The mannequins at the new Learning Lab at Lanier Park, which the Northeast Georgia Health System opened this month, are so lifelike their eyes dilate, their chests heave in breath and they can even talk.
So don’t call it a dummy.
These high-tech mannequins allow young hospital nurses to hone their clinical skills, such as performing basic assessments and practicing “code blue” life-threatening situations.
And the “simulation” lab allowed prenursing students at Brenau University in Gainesville to continue their studies uninterrupted after residual water damage locked them out of classrooms at the Featherbone Communiversity for a short time earlier this month.
A small fire set off the sprinkler system in the pottery studio area at the Interactive Neighborhood for Kids, which adjoins the Communiversity, and flooding consumed most of the back portion of the nonprofit children’s play museum.
The opportunity to have Brenau students work out of the learning lab before returning to their regular classrooms was more beneficial than anyone expected.
“It truly reaffirmed the partnership that we have ... when you’re going through a little bit of a challenge like we were that week,” said Dina Hewett, professor and director of Brenau’s Mary Inez Grindle School of Nursing.
Christina Van Den Handel, clinical simulation coordinator for the Northeast Georgia Health System, said whether it’s students or registered nurses, the learning lab provides an opportunity for continuing education.
For example, the facility has simulation equipment to train nurses and students in how to manage patients in an intensive care unit where they may have to resuscitate a mannequin, or in a neonatal intensive care unit helping deliver a mock newborn baby.
“The bottom line for us is the patients and the community,” Van Den Handel said. “So any way we can intersect the educational and enhance that development (of nurses) is always what we try to accomplish.”
Hewett said this new learning lab would help inform Brenau leaders as they plan to develop a similar simulation and training center on campus.
The health care industry is one of the leading employers in Hall County, with the Northeast Georgia Medical Center alone employing 7,900 workers in 2017.
From nurses to physicians’ assistants to physical therapists, health care jobs are among the fastest growing workforce sectors in the state, according to the Georgia Department of Labor.
Both the Northeast Georgia Health System and Brenau University have jumped on these trends to help educate the health care workforce of the future with innovative collaborations.

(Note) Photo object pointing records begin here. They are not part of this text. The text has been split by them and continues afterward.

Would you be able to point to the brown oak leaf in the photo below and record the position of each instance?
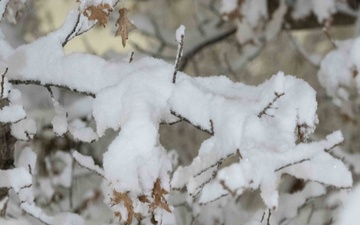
(100, 13)
(125, 26)
(158, 194)
(124, 198)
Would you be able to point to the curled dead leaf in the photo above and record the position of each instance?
(100, 13)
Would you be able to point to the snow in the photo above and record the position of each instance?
(27, 159)
(87, 162)
(68, 219)
(12, 113)
(254, 11)
(261, 124)
(228, 6)
(323, 9)
(24, 129)
(290, 203)
(16, 178)
(180, 33)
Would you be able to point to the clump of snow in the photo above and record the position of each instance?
(87, 162)
(24, 129)
(16, 178)
(68, 219)
(323, 9)
(12, 113)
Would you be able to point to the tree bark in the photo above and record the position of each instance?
(7, 143)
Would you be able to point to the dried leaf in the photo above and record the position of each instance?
(100, 13)
(125, 26)
(118, 198)
(158, 195)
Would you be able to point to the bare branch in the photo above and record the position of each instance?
(178, 57)
(2, 83)
(35, 82)
(263, 112)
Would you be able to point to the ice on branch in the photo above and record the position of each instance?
(266, 126)
(16, 178)
(88, 163)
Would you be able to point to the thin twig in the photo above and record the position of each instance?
(3, 82)
(190, 54)
(269, 215)
(178, 57)
(35, 82)
(277, 96)
(131, 57)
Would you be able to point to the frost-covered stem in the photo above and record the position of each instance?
(3, 6)
(326, 32)
(269, 216)
(178, 57)
(7, 142)
(186, 120)
(2, 83)
(73, 32)
(263, 112)
(131, 57)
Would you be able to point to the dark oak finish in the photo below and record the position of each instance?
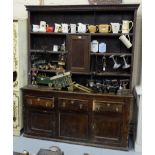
(94, 119)
(85, 118)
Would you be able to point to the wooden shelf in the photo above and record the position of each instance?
(110, 53)
(91, 34)
(110, 34)
(113, 74)
(44, 70)
(104, 74)
(47, 51)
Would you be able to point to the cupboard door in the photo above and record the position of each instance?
(73, 126)
(107, 129)
(78, 58)
(40, 123)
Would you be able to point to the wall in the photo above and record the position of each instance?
(19, 11)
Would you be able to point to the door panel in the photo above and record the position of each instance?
(73, 126)
(106, 128)
(41, 123)
(78, 53)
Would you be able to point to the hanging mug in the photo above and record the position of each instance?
(43, 26)
(73, 28)
(104, 28)
(115, 27)
(126, 26)
(65, 28)
(125, 40)
(57, 27)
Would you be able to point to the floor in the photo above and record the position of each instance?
(33, 146)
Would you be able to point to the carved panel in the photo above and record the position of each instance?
(15, 55)
(15, 110)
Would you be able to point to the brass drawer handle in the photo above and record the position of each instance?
(72, 102)
(81, 106)
(108, 105)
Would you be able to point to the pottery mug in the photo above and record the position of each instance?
(57, 28)
(126, 26)
(92, 28)
(49, 29)
(35, 28)
(82, 28)
(55, 48)
(43, 26)
(125, 40)
(104, 28)
(65, 28)
(115, 27)
(73, 28)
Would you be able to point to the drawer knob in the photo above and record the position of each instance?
(108, 105)
(72, 102)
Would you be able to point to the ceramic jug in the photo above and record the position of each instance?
(104, 28)
(82, 28)
(94, 46)
(126, 26)
(65, 28)
(92, 28)
(43, 26)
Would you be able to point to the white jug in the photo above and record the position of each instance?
(82, 28)
(65, 28)
(126, 26)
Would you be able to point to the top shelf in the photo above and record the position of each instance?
(91, 34)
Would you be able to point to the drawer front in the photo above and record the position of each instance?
(107, 106)
(39, 101)
(73, 104)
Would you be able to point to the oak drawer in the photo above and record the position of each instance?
(39, 101)
(107, 106)
(73, 104)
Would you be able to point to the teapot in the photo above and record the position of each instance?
(94, 46)
(82, 28)
(92, 28)
(65, 28)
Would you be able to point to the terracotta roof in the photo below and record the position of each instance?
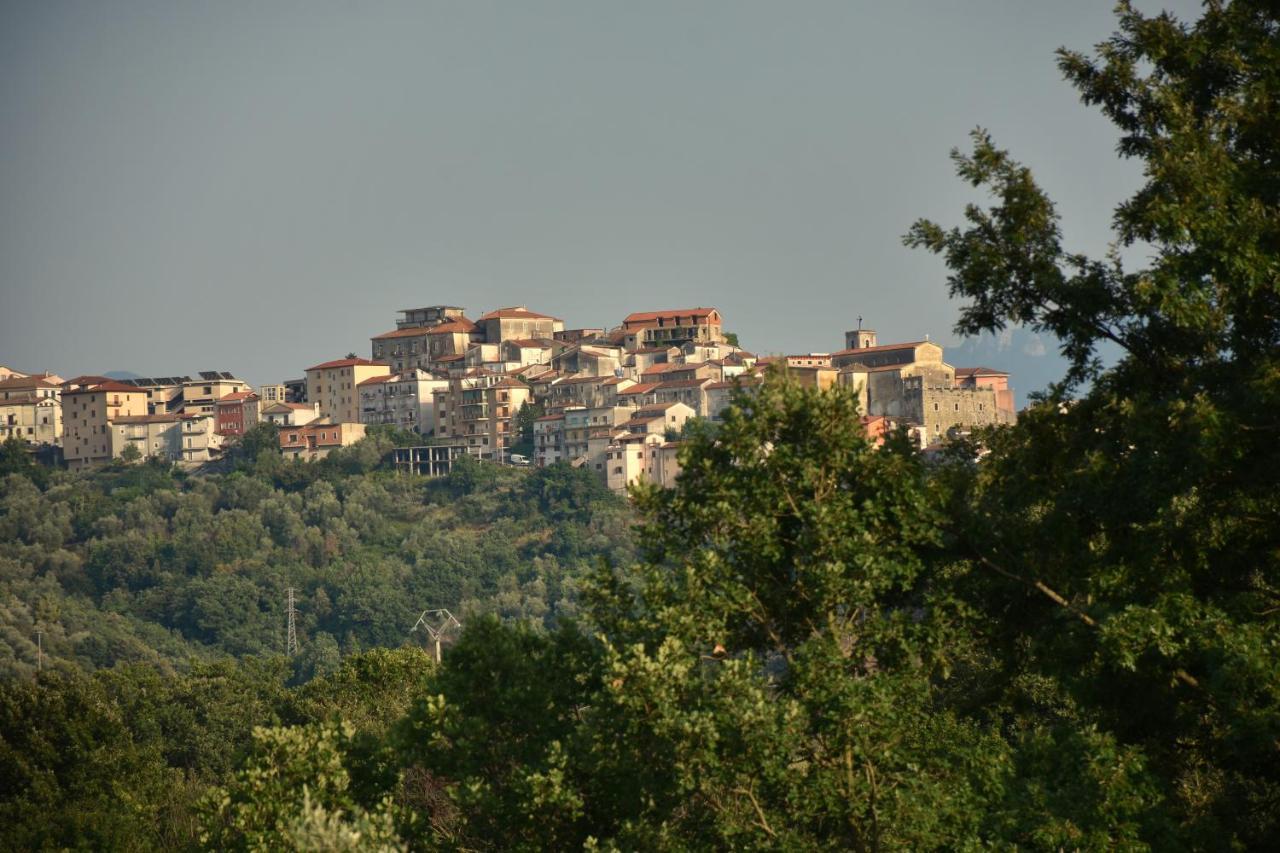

The medical center, for example, opened a wing at the Gainesville hospital last year for a state-of-the-art residency program for medical school graduates.
Brenau, meanwhile, now has a doctorate-level family nurse practitioner program; has increased faculty size and student enrollment in the nursing school; and this year graduated its first class of physical therapy students.
Brenau has also applied for accreditation for an independent physicians’ assistant undergraduate program that requires a year of specialty training after graduation that would be operated in partnership with the Northeast Georgia Health System.
“That’s what we do as health care professionals — we’re going to jump in and help each other out as soon as we can,” Hewett said. “That’s just the nature of what we do every single day.”
Van Den Handel said that education is her passion, and it’s imperative to connect and train continually, which the new learning lab allows.
“Whatever we can do to unify that system, we try to do,” she added.